The Supreme Court’s decision to allow borrowers a chance to be heard before their accounts are flagged as fraudulent by lenders is expected to result in several cases being reopened where the borrower is aggrieved because of such classification, bankers said.
Still, the reopening of cases would not be automatic.
A borrower who is aggrieved by the ‘fraud’ classification will have to approach the bank and consequently, the bank will take the necessary steps so that the apex court’s order is followed in letter and spirit, they said.
According to bankers, the Supreme Court order is expected to play out in three phases.
One, the borrowers whose accounts were categorised as “fraud” may approach the bank for hearing them again.
This shall lead to the reopening of decided cases.
Second, even if the due process is followed based on the order, the borrower can still challenge the bank’s verdict in court, further dragging the matter.
Eventually, bankers said, going forward, this decision will help streamline the whole process of classifying accounts as frauds but the decision to arrive at a judgment (whether the account can be classified as fraud or not) may get tougher.

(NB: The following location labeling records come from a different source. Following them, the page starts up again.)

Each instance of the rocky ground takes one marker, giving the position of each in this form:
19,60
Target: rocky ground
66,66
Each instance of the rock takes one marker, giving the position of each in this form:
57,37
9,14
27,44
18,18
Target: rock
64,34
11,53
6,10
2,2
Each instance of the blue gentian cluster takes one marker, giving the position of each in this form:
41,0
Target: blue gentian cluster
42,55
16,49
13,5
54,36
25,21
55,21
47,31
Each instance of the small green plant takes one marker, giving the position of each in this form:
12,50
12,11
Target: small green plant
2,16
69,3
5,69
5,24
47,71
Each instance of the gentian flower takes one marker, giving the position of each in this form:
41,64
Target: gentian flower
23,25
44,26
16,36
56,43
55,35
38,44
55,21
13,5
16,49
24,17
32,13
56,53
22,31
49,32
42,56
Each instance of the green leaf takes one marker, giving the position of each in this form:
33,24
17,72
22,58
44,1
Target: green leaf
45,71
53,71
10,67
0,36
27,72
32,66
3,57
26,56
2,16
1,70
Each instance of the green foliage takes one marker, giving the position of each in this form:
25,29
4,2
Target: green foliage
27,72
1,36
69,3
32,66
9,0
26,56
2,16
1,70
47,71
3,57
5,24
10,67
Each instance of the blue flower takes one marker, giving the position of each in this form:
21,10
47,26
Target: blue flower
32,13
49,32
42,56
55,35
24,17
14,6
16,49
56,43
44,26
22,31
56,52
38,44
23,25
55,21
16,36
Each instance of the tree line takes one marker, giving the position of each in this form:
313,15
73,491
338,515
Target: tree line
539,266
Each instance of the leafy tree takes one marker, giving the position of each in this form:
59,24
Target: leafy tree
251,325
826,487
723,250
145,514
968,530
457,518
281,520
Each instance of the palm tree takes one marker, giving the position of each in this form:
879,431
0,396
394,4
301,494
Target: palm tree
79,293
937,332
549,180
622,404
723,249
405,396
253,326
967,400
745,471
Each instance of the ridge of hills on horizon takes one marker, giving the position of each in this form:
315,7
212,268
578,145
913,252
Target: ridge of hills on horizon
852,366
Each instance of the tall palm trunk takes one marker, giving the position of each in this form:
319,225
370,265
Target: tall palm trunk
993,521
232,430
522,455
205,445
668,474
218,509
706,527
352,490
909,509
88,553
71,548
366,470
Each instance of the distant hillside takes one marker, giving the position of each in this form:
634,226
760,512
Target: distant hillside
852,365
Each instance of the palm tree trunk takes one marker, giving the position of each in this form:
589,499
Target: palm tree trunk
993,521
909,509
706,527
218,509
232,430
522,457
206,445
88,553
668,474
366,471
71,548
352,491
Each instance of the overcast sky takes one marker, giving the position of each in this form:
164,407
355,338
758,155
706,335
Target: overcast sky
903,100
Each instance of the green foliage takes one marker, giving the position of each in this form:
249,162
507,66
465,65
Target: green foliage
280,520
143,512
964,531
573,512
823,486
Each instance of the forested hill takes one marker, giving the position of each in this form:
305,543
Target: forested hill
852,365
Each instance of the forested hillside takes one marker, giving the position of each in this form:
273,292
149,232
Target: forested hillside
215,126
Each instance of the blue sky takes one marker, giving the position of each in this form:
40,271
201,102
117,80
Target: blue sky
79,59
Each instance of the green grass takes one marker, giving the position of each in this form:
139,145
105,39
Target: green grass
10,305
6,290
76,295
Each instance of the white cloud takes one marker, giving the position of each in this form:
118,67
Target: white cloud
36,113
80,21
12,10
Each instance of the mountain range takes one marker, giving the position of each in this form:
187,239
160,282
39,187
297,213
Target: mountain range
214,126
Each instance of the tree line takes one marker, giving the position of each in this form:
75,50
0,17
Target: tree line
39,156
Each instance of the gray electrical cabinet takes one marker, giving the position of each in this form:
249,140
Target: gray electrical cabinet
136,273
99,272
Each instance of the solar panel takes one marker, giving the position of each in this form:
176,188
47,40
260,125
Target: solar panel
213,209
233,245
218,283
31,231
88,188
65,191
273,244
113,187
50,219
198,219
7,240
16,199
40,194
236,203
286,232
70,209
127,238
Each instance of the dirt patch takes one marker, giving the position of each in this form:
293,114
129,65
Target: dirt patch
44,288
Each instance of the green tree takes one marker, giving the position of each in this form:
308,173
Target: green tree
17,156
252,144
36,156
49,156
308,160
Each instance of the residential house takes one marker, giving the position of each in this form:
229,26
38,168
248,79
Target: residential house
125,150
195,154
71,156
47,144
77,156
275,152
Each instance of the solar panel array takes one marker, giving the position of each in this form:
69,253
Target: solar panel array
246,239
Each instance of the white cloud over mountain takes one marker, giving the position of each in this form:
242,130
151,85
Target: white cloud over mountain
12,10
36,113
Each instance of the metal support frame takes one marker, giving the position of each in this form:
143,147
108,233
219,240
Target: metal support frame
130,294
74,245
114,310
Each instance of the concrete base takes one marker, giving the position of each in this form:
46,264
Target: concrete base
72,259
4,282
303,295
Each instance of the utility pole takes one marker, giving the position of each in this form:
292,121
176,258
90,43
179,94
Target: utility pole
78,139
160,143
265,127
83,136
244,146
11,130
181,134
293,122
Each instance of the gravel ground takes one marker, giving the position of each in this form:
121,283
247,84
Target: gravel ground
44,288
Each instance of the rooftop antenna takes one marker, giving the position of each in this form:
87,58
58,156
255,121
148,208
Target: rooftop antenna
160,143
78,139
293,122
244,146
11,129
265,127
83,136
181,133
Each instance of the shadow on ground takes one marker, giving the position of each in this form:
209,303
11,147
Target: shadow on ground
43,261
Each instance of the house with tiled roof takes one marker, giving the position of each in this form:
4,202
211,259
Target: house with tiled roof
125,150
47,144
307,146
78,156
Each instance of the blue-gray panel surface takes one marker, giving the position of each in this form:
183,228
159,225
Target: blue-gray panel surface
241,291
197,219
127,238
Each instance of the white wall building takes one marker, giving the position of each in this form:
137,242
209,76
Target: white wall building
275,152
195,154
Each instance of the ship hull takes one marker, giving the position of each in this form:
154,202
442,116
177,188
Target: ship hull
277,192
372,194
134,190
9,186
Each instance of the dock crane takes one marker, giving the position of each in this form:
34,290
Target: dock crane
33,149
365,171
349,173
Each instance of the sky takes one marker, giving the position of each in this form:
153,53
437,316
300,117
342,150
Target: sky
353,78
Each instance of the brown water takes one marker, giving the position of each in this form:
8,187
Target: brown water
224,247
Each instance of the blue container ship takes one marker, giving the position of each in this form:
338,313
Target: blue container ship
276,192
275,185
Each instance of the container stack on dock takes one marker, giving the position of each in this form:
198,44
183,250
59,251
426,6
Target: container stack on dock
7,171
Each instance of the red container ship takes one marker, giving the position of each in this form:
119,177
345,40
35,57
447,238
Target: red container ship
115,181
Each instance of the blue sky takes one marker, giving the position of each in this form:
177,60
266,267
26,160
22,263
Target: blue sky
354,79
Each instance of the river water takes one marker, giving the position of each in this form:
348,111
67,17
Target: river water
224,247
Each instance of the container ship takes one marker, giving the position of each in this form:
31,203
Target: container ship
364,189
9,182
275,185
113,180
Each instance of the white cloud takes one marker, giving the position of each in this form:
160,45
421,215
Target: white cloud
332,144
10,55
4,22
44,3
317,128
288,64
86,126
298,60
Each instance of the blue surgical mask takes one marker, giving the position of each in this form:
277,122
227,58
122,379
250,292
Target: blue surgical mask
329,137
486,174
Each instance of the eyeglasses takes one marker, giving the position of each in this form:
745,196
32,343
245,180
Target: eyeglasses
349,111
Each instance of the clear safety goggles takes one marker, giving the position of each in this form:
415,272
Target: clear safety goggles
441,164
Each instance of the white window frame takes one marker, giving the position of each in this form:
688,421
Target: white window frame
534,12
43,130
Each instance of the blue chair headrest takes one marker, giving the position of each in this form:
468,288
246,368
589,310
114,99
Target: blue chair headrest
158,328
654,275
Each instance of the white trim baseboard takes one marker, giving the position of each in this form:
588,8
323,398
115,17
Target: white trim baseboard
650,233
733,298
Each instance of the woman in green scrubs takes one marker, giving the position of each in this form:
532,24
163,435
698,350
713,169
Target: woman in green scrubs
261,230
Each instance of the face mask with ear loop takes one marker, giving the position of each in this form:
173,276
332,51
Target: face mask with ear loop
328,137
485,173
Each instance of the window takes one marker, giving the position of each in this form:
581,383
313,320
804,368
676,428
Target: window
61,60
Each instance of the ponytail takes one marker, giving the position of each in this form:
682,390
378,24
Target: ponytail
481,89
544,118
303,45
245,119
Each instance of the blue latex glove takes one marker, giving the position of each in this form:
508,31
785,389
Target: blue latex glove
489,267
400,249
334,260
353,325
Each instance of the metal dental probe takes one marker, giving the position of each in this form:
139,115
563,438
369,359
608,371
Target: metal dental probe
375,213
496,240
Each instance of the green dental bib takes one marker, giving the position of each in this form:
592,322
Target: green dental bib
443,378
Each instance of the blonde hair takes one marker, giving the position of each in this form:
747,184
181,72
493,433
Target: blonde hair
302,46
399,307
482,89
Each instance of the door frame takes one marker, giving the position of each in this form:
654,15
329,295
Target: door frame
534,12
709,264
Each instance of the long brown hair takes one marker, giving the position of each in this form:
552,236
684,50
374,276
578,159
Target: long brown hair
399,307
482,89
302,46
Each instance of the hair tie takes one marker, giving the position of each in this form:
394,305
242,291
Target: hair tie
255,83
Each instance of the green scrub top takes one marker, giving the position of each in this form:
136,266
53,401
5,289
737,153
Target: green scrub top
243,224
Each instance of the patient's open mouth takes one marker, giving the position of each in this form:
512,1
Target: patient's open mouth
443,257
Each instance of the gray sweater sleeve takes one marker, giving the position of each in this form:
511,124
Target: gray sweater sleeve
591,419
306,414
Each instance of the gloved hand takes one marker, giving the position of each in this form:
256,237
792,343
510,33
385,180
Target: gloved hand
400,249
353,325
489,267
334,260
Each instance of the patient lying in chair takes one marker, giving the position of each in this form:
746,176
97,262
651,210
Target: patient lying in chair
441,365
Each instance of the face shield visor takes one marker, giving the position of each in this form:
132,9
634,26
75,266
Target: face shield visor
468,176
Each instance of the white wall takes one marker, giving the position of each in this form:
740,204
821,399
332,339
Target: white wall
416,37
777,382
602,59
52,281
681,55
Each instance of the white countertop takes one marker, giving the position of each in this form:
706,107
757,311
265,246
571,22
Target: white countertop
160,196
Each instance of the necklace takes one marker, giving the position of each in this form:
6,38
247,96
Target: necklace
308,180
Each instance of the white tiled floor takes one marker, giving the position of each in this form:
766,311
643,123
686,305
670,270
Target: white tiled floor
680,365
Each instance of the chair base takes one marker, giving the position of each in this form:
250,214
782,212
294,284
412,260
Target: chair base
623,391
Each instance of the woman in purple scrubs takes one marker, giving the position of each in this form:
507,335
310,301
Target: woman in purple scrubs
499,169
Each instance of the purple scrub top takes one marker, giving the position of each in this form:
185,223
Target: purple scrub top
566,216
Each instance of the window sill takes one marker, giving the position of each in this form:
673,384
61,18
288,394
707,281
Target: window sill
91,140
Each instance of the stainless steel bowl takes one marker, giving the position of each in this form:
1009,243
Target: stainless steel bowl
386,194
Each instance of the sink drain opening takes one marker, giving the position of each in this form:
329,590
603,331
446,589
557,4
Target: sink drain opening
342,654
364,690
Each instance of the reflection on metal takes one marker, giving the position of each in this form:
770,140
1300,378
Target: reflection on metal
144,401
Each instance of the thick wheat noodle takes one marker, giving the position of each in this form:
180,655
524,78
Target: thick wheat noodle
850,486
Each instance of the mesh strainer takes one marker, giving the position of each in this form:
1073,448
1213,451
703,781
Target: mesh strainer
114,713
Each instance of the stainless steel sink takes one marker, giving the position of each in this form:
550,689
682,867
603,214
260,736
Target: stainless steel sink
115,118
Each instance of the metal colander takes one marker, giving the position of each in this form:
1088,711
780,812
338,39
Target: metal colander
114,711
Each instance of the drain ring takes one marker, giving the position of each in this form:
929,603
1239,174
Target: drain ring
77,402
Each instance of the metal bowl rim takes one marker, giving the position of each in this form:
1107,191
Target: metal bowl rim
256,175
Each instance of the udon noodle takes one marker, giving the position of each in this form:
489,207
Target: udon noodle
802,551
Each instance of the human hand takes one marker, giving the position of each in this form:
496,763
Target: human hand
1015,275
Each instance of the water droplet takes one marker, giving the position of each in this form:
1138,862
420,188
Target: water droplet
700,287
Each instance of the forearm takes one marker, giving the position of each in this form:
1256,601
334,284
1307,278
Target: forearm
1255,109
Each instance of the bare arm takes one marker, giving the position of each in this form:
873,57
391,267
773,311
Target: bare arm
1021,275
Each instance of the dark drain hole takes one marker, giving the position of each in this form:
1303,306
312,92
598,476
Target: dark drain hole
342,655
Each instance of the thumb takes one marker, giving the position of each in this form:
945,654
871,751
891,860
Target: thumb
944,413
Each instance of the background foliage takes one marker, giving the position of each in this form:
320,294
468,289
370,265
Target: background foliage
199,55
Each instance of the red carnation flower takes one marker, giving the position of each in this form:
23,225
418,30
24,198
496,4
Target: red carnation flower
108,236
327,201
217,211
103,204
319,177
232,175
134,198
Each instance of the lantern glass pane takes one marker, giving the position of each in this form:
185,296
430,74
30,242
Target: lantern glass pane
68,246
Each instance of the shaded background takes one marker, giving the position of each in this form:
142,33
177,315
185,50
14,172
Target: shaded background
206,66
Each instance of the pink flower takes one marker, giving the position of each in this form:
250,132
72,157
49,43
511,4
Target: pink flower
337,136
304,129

On Monday, the Supreme Court, in a significant judgment, said, “Consistent with the principles of natural justice, the lender banks should provide an opportunity to a borrower by furnishing a copy of the audit reports and allow the borrower a reasonable opportunity to submit a representation before classifying the account as fraud.”
The two-judge Bench of Chief Justice of India D Y Chandrachud and Justice Hima Kohli, in their judgment, said: “Since the master directions on frauds do not expressly provide an opportunity of hearing to the borrowers before classifying their account as fraud, audi alteram partem has to be read into the provisions of the directions to save them from the vice of arbitrariness.”
Bankers said the decision won’t deter them from marking an account as fraudulent.
“It’s only about following a process, which will have no impact on banks in declaring a fraud, if a fraud has been committed,” said a banker.
According to legal experts, in the cases where banks have declared an account as fraud and the same are under challenge, banks can come up with fresh steps, which are in accordance with the order of the Supreme Court.
“As the circular has been held to be violating the principles of natural justice, in the cases wherever bankers have declared an account as fraudulent, without providing any opportunity, there is a great possibility that most of those affected people may challenge those decisions of banks.
"This would lead to multiple litigation,” said Ashish Pyasi, associate partner, Dhir and Dhir Associate.
“Financial institutions usually follow the practice of giving borrowers an opportunity to present their side, before they can be labelled as wilful defaulter, fraud, non-cooperative, etc,” said Veena Sivaramakrishnan, partner, Shardul Amarchand Mangaldas & Co.
“The operational process that banks follow would be streamlined following the Supreme Court judgment.
"The addition of a mandatory layer (to give the borrower an opportunity of being heard) is unlikely to lead to any substantial increase in time for completing the fraud classification,” she said.
According to her, there is no need to wait for any specific amendment to the RBI regulations after the top court’s verdict, as this is the principle of common law and equity, too.
Legal experts explained that the principles of natural justice mandate that both parties need to be heard, before arriving at a decision.
“With this decision, the (RBI) circular stands the test of both Article 14 and principles of natural justice,” said Abhinay Sharma, managing partner, ASL Partners.
“This order would be a significant relief to other parties who are similarly placed and affected by fraud classification by lenders without the principles of natural justice being followed,” said Anushkaa Arora, principal & founder, ABA Law Office.